Kelley (Danielle Lapointe) has a problem that is strangling her, literally, in the new short Don’t Text Back. After connecting with Will (PY Letellier) on a dating app and accepting a necklace from him, Kelley is strangled by the gold gift around her neck until she returns Will’s incessant texts. Kelley hopes that a visit to an energy healer will break the spell. What transpires is a playfully glib, often funny horror short that isn’t as savage as it could be but is just as entertaining.
Jaren (Nancy Webb), invites Kelley into her pristine, white, energy healing living room and, in a hilarious bit, the two diagnose the issue. Jaren busts out the “Guy Problems” crystal, which is the size of a bowling ball, and the digging continues. As the two women unravel the mystery behind this mysterious necklace, a commentary on heteronormative relationships and their toxic cycles begin to bubble to the surface, along with Kelley’s latent sexual proclivities. Will Jaren uncover the magic that binds Kelley to the necklace?
“…Kelley is strangled by the gold gift around her neck until she returns Will’s incessant texts.”
Writing and directing duo Mariel Sharp and Kaye Adelaide keep things light and breezy while poking fun at the debilitating conventions of the modern dating scene. Dating apps, douchey musicians, and restraint all get fleeting moments of brilliant observation. Along the way, Lapointe’s Jaren spills out wonderfully funny lines, correcting Kelley on everything from the dangers of processed sugar to the respect of dead things as much as anything living.
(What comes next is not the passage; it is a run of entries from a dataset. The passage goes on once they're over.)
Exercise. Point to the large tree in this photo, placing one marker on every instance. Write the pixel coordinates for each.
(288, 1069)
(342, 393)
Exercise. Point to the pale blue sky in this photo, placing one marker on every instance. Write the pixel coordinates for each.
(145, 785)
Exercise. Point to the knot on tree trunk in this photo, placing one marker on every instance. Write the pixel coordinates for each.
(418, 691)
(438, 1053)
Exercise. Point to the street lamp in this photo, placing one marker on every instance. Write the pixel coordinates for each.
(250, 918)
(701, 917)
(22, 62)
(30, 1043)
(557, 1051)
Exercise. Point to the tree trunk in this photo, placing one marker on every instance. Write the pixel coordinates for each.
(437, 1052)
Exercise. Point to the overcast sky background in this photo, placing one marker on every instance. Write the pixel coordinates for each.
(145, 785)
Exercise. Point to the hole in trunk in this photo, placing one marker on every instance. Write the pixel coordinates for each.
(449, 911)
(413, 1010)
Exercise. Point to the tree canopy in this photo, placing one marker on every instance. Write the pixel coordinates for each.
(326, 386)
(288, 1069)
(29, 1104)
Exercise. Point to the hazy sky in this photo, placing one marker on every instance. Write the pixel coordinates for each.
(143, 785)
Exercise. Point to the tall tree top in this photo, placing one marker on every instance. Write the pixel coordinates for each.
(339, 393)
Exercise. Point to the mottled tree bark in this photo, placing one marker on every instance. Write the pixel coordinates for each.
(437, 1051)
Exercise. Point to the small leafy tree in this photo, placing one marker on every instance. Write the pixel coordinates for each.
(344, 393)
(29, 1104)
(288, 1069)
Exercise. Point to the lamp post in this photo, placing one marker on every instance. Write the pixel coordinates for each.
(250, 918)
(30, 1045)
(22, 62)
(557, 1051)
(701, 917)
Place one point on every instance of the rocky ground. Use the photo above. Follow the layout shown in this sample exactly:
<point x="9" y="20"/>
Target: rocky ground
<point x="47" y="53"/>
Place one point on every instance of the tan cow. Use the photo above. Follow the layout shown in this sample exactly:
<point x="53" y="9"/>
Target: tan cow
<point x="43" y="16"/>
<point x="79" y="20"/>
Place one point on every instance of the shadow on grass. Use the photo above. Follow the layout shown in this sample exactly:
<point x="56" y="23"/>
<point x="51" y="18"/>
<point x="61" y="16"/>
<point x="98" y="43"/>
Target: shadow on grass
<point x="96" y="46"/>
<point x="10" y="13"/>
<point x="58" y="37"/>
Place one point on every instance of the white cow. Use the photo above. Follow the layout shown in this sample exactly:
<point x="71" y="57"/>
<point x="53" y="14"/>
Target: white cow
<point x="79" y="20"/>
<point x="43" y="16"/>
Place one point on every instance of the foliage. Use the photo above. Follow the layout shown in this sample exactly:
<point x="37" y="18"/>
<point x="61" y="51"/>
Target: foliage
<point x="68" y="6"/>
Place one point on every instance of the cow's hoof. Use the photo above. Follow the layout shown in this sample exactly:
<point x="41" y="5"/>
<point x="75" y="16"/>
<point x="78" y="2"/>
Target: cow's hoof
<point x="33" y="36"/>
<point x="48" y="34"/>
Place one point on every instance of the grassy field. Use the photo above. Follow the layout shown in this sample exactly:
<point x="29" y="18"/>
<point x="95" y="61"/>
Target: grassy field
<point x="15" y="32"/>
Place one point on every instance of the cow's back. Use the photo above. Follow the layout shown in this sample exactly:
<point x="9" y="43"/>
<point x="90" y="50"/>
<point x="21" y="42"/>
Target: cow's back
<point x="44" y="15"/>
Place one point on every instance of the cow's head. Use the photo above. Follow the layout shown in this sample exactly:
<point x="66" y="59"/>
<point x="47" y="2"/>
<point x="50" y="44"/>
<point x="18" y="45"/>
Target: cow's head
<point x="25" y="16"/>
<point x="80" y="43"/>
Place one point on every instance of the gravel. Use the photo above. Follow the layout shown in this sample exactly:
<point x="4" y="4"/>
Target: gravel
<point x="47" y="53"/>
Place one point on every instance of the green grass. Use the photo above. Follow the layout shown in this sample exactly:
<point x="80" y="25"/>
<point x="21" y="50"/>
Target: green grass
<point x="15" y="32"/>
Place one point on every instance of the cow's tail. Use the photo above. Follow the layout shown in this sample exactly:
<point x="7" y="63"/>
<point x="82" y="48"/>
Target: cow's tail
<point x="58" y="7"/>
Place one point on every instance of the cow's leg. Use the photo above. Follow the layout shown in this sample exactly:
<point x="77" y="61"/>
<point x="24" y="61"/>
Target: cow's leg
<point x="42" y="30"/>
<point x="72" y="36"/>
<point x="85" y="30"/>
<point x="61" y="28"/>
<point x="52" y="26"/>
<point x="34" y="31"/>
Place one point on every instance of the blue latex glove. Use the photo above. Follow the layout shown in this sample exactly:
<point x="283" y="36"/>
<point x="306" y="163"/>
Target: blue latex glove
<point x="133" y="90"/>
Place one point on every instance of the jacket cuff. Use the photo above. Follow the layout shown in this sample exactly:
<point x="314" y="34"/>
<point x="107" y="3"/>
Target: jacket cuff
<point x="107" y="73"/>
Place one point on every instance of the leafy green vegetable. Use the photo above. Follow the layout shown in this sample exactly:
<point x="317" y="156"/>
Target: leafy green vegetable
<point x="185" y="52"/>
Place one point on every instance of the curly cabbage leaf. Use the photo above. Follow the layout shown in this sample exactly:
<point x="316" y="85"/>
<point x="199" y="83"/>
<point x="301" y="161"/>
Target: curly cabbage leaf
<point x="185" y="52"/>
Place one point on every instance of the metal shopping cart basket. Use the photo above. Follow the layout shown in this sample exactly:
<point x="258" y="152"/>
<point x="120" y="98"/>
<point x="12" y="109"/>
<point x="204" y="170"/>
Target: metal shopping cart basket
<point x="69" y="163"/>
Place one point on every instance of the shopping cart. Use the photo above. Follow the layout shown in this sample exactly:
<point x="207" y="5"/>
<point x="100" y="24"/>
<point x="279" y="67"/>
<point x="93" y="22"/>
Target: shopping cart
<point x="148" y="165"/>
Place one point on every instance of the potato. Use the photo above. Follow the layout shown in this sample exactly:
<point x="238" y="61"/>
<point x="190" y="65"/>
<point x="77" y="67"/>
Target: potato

There is some really funny stuff here, and actors Letellier and Lapointe handle the material well.
Don’t Text Back is a solid horror-comedy short that succeeds in entertaining despite feeling slightly “safe.” I want to see more from Sharp and Adelaide as the two have a great cinematic voice that is as inviting as it is clever. The script showed a level of insight and understanding of the current social climate in broad strokes and nuance that made me chuckle. Next time though, give us more teeth. Show us more claws. The punchline of the story rises to the level of wicked commentary that I hoped to see throughout, so we know the filmmakers are capable.
"…Sharp and Adelaide...have a great cinematic voice that is as inviting as it is clever."